# UK Removals Scam?



## chrisplumm (Apr 29, 2016)

Hi,

I'm new to the forum and looking for some feedback. Has anybody else been stung for excess volume charges when moving from UK to NZ. It happened to me when I shipped my home out last year and it's happened three times to my daughter.

It begins to feel like a scam because once they've packed you up and taken everything away to the depot you are their hostage. When they say it was over what they'd quoted for and demand another thousand or two. It's too late to get it back and find another company.

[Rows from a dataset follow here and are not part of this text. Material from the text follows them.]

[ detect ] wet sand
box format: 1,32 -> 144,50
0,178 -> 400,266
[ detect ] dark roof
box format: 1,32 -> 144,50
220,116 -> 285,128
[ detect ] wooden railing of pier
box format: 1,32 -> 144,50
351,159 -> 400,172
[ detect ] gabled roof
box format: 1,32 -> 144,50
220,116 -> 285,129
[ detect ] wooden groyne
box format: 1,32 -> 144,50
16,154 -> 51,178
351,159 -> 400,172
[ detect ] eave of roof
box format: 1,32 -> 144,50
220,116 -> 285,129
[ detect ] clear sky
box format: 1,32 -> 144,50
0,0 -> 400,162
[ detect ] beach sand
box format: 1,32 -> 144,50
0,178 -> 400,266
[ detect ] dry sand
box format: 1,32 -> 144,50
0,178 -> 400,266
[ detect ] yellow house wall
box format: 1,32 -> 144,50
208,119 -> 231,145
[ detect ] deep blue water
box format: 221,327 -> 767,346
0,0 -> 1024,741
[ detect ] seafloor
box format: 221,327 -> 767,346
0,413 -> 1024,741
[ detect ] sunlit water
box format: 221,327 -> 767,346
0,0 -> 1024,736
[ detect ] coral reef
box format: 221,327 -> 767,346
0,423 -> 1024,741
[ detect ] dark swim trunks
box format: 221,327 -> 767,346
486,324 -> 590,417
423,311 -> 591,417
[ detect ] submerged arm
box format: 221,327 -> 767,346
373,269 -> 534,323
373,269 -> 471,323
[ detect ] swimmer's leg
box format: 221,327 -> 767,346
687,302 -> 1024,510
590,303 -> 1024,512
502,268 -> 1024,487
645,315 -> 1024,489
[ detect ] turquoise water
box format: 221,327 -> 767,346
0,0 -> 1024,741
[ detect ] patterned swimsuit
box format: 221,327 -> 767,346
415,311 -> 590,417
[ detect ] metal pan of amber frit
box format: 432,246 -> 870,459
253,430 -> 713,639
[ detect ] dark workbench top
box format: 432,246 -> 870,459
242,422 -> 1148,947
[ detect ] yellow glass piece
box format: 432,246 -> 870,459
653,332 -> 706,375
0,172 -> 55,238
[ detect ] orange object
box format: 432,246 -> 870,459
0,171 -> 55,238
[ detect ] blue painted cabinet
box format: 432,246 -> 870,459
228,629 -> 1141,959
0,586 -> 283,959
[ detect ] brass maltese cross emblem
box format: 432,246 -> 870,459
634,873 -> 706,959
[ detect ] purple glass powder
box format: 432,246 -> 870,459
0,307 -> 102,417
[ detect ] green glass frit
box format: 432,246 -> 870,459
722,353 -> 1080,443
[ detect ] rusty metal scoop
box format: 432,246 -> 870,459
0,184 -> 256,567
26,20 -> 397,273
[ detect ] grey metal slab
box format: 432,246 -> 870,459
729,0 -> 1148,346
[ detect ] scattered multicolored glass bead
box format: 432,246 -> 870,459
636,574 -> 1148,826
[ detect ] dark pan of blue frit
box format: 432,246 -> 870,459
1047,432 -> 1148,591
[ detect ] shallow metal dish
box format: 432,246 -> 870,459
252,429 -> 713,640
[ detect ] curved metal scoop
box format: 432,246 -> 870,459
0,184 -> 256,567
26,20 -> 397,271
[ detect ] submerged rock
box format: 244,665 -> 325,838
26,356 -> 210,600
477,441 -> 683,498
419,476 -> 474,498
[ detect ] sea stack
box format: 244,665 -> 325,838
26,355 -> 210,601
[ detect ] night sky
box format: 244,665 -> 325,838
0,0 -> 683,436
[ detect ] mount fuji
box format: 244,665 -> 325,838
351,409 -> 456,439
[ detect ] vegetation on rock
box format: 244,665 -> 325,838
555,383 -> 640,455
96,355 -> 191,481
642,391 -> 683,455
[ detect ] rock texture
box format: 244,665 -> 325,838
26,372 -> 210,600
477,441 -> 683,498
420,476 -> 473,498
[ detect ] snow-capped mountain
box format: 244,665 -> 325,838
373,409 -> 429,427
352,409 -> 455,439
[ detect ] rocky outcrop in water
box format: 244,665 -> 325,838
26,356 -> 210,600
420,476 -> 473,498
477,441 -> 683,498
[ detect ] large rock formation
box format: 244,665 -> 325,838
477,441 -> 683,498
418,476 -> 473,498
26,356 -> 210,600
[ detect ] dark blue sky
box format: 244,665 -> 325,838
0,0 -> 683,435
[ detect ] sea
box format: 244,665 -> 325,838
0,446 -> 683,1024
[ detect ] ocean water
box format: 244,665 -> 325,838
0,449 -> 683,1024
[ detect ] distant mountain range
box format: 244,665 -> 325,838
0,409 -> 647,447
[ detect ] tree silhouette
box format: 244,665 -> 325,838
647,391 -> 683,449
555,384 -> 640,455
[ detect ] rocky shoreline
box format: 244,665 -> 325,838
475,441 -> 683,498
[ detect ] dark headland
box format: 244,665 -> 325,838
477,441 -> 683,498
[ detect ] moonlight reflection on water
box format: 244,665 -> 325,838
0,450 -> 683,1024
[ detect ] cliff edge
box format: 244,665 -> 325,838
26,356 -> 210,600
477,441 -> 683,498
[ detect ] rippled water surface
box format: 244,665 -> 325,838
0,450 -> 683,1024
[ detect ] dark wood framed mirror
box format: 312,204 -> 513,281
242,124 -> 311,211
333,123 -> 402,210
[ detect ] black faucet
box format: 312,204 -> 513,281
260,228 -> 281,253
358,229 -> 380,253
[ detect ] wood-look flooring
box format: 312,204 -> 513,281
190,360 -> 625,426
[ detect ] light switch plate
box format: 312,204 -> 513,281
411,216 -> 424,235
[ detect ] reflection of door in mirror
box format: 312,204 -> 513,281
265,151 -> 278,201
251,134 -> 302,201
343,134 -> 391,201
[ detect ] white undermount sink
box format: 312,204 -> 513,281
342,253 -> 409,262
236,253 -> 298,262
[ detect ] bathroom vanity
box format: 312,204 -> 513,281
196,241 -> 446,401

BTW it's been different companies each time.

I am interested if other people have had this experience too.

Chris


----------



## escapedtonz (Apr 6, 2012)

We've not experienced this.
Did anything change with the cubic volume of the goods between quote and actual moving date ?


----------



## chrisplumm (Apr 29, 2016)

Only on one occasion and a very small change 1 extra chair. 

Just wondered if we'd been unlucky or it was a general happening.


----------



## escapedtonz (Apr 6, 2012)

chrisplumm said:


> Only on one occasion and a very small change 1 extra chair.
> 
> Just wondered if we'd been unlucky or it was a general happening.


So, at the time of the quote you are given an estimated cubic volume which relates to the price. 
If, after the goods are packed and ready for moving you then get a subsequent overcharge, what is the difference in cubic volume between the quote and actual (there must have been a difference in each case) to justify the extra charge ?


----------